HC student in Washington describes response to attacks
Huntington, Ind. "For one Huntington College student, avoiding the terrorist attacks on Washington and New York became a matter of "divine providence."
HC senior Jeff Keiser, an Educational Ministries major from Knox, Ind., is completing a seven-month internship in youth ministry at Camp Sonshine, a Christian camp in Silver Spring, Md., twenty minutes outside Washington D.C.
Keiser, who also works afternoons at Washington Christian Academy with an after-school program, said that the devastation has been tragic. In the wake of the tragedy, though, unity is being felt around the city. "Just about every church in the area was open for prayer Tuesday night and different denominations are uniting together to bring their requests before God," said Keiser, adding that a co-worker said to him, God is waking up a sleeping church.
Like the rest of the nation, many people in D.C. are waiting in long lines to give blood. Keiser said many roads are closed, and the D.C. public is told that the best way for them to help is to donate blood and contribute financially to relief efforts.

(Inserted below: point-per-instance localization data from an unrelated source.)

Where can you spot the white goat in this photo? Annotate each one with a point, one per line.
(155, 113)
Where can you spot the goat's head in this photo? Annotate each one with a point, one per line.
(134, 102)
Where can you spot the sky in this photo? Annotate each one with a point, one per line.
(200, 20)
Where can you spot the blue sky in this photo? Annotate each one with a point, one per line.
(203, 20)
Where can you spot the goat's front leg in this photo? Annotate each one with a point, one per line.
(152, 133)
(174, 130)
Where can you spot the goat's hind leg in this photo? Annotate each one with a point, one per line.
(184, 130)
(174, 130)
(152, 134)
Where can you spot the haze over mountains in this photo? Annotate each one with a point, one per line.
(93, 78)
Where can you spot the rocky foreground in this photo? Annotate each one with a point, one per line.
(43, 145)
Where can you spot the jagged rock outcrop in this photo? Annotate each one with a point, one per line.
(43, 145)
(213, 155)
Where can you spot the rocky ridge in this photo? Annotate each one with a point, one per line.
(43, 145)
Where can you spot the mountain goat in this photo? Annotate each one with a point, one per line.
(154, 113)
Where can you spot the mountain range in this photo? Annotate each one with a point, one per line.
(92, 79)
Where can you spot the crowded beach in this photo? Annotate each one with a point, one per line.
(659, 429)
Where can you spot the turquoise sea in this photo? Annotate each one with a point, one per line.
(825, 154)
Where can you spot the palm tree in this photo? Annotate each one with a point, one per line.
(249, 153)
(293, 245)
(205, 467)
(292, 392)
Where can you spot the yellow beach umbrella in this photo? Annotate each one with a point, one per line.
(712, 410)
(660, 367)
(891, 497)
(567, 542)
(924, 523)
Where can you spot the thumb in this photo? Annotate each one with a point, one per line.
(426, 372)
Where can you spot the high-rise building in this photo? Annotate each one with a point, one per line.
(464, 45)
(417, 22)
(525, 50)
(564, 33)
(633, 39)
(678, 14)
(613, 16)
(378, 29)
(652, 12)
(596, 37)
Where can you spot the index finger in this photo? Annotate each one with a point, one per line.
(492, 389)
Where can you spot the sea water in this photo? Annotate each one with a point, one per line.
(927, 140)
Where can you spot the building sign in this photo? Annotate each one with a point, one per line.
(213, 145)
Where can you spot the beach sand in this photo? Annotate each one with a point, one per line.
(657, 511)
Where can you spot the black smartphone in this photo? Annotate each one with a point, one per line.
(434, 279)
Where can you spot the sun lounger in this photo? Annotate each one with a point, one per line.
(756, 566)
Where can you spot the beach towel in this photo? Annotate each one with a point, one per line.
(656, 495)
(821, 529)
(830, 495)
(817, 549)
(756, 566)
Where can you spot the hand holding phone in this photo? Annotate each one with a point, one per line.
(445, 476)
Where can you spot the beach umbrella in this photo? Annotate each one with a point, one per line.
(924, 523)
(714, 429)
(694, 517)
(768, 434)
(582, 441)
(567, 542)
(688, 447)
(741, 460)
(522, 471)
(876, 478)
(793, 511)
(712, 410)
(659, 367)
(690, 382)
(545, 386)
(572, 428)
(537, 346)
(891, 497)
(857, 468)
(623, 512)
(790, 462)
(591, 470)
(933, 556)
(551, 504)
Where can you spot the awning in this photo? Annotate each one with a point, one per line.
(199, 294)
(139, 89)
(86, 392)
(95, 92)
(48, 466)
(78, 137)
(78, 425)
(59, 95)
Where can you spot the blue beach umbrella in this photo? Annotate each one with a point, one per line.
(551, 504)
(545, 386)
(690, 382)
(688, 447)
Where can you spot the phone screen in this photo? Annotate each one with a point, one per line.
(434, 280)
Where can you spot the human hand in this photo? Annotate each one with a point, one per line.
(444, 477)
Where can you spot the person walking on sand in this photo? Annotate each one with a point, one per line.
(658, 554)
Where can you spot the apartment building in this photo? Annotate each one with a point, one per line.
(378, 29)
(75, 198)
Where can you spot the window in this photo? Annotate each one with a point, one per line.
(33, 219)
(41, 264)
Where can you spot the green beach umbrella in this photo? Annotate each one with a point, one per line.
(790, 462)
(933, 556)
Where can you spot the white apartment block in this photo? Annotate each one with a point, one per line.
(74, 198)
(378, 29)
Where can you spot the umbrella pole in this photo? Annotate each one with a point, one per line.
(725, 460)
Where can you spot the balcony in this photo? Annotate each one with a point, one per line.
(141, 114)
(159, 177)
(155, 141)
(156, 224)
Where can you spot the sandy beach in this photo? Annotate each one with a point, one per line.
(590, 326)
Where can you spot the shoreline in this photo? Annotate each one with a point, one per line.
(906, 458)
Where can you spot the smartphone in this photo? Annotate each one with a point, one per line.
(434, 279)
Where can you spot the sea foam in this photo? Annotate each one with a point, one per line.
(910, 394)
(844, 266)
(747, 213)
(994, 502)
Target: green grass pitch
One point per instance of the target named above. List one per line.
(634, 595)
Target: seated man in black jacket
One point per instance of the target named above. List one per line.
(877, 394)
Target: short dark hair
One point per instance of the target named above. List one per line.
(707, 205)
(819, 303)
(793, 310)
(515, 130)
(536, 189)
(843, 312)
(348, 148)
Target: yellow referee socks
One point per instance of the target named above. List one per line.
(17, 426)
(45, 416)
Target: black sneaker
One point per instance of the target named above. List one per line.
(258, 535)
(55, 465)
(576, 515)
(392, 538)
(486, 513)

Keiser visited the Pentagon for the first time on Sunday, just two days before a hijacked airliner smashed into the famous five-sided building. And on Tuesday, the day of the attack, Keiser was scheduled to take a co-worker to the airport in New York. At the last minute, that co-worker changed her plans, and decided to travel by bus instead. Keiser says he is grateful that "God kept me from being in the wrong place at the wrong time."
"As a college, we give sincere thanks to God for his protection over Jeff and we join in earnest prayers for all those affected by this tragedy," said HC spokesperson Bethany Manter.